Rogers:  Water leak detection technology provides insurance against water damage. Most companies invest in multi-million dollar machinery, which stores mission-critical information. Companies used to react to water damage but are starting to be proactive because of the availability of various cost effective water leak detection solutions. Previously, there was no adequate technology to cost-effectively, reliably, and comprehensively protect against water damage. Recently however, new technologies such as intelligent cable sensors have emerged to provide inexpensive, flexible alternative to water protection.

Sinclair:  Where are water leak detection solutions being deployed?

Rogers:  Water leak detection solutions are traditionally found in raised floors in multi-million dollar data centers. Increasingly, they are being deployed in air conditioning units, cold-water chillers, water supply and return lines, clogged drains, damaged skylights or windows, construction errors, or even condensation drips.
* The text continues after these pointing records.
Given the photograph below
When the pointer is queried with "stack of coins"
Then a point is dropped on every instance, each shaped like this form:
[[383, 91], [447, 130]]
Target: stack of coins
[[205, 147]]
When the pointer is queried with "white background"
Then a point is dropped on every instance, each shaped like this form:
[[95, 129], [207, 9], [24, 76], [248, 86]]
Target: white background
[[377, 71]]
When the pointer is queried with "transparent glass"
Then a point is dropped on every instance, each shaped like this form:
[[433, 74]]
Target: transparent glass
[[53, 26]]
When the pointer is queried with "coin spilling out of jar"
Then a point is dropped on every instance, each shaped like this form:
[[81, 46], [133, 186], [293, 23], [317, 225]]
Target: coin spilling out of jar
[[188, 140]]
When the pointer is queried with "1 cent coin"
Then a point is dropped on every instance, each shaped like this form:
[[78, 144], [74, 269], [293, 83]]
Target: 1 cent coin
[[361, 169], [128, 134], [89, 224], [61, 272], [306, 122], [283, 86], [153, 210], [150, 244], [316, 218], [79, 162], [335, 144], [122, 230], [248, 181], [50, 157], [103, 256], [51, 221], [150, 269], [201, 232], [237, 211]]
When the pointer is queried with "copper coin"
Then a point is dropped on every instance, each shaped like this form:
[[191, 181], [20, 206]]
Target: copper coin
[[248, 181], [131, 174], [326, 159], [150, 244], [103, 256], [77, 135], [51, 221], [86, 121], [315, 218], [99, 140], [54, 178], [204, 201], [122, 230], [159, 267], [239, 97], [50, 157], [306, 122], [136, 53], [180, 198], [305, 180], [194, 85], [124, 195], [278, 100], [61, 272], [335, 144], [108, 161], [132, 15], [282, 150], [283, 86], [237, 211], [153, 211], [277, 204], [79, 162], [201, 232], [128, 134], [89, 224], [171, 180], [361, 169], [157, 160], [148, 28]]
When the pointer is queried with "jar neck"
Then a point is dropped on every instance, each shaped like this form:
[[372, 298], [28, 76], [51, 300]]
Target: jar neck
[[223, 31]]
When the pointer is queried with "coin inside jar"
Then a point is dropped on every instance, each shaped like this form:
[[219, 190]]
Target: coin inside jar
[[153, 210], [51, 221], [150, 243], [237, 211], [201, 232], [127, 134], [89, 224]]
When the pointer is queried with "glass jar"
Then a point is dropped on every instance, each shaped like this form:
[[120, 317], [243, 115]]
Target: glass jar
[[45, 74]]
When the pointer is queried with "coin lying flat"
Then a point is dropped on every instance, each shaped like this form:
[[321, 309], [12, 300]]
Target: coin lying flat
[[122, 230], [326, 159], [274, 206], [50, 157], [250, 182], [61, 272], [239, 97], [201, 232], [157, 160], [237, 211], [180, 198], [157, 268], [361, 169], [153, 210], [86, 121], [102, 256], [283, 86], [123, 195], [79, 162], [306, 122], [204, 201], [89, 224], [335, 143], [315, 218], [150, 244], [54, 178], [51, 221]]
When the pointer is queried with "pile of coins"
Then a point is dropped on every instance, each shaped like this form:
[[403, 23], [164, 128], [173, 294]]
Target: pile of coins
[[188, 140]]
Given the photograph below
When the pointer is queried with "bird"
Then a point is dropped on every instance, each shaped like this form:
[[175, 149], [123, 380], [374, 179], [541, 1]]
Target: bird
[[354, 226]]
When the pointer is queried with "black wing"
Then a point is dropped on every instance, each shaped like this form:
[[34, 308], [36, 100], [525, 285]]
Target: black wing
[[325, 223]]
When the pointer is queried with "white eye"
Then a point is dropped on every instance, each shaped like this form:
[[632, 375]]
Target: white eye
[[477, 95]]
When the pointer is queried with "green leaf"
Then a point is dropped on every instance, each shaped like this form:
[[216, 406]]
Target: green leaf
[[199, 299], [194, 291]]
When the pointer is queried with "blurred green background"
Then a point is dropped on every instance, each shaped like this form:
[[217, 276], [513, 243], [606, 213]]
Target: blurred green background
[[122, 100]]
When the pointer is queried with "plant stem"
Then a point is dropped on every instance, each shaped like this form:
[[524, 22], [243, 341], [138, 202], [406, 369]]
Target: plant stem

Customers install them anywhere mission-critical equipment is being maintained, including clean rooms, utility corridors, laboratories, telecommunication facilities, storage areas, elevator shafts, water-cooled equipment, and many more.

Sinclair:  How reliable is the use of cable sensor for water leak detection?

Rogers:  The perception is that water cable sensors are not very reliable because of the high rates of false alarms. This may be true for older cable technology, made of conductive polymer, which is a lot less reliable. Pressure exerted on the cable or the cable coming in contact with metallic surfaces such as metal rods or grounding planes can create a short-circuit. The reality is that there are new non-conductive polymer which are much more reliable and suffer none of these problems.

Sinclair:  How easy is it to deploy an intelligent water cable sensor?

Rogers:  Intelligent water cable sensors are very easy to install and does not require special skills. Simply run it on the floor or tie it to water pipes. Its ease of installation is ideal for both retrofits as well as new builds. Some cables come with ready-made connectors that provide flexibility in the length adjustments.